Windows users get hardware accelerated video decoding, which means less power use and better performance especially on underpowered machines.
Everyone else also gets to enjoy the new per-website permissions and quick controls, which should make it a lot easier to both check the permissions of any site and change them.
Under the hood, Chrome 23 also comes with another major component of WebRTC, PeerConnection, but it's not enabled by default so Google isn't advertising it.
"We recently enabled GPU-accelerated video decoding for Chrome on Windows. Dedicated graphics chips draw far less power than a computer's CPU, so using GPU-accelerated video decoding while watching videos can increase battery life significantly," Google said.
"In our tests, the battery lasted 25% longer when GPU-accelerated video decoding was enabled," it added.
While battery performance is great, the other benefit is that the CPU will be left to do other things. While there aren't that many CPUs that can't handle HD video on the market, it's still a problem in some cases.
"You’ll also find it much easier to view and control any website’s permissions for capabilities such as geolocation, pop-ups, and camera/microphone access. This saves you from having to dig through settings pages to find these permissions," Google explained.
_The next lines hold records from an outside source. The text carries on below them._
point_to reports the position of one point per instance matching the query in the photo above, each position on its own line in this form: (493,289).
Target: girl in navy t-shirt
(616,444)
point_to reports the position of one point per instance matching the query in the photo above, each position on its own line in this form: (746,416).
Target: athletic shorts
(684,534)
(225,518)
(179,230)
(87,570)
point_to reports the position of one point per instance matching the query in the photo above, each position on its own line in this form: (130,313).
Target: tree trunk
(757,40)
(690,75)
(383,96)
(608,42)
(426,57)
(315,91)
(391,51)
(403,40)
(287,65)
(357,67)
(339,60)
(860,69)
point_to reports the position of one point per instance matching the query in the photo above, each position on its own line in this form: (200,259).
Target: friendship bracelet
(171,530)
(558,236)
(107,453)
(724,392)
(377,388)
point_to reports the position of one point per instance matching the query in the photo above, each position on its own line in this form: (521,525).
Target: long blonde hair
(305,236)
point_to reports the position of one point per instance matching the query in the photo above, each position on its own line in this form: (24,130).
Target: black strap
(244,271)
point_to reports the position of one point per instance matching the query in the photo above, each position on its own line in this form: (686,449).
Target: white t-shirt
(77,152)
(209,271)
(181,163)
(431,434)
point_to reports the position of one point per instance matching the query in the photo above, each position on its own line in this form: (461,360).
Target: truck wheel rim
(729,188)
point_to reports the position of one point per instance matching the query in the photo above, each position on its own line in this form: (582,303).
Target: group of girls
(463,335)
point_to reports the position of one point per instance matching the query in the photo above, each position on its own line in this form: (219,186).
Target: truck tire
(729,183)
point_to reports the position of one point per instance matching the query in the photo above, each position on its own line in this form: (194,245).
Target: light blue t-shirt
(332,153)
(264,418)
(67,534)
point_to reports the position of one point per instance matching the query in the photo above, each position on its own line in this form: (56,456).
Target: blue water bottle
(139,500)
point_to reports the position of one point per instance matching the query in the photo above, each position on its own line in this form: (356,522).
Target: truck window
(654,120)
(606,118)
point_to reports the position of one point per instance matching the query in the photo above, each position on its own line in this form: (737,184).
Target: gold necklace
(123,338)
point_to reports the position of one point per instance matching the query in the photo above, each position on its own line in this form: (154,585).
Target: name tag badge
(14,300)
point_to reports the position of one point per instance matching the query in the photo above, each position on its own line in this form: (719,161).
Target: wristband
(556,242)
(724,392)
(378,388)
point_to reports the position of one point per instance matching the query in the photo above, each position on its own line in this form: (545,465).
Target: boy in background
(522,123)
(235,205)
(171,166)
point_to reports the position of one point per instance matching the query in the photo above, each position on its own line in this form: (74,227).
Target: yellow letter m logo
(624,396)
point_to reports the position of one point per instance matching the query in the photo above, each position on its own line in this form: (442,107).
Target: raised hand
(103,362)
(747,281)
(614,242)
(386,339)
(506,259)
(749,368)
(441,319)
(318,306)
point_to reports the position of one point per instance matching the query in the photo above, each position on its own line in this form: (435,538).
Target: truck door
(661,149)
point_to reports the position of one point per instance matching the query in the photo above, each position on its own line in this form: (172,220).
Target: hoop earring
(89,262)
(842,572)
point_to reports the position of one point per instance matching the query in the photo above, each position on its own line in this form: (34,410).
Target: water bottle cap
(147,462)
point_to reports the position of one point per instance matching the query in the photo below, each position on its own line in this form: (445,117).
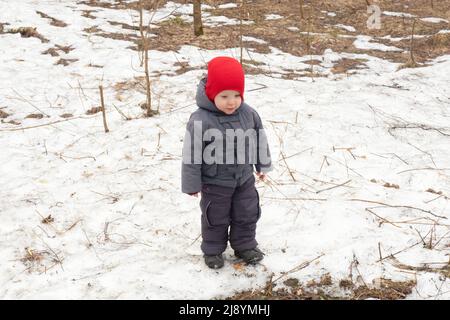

All you have to do is click on the favicon next to the URL of the site and a pop-up menu with all the permissions will be displayed.
It's a great way of customizing permissions on a per-site basis, you can set the HTML5 Fullscreen option to be allowed by default for YouTube but not for other sites, you can enable pop-ups for the sites that need them and leave them blocked for all the rest, and so on.
Finally, Chrome 23 also comes with the Do Not Track option. While Do Not Track doesn't do anything for now and the future of the proposed standard is uncertain, thanks to Microsoft, having Google finally on board is a big move.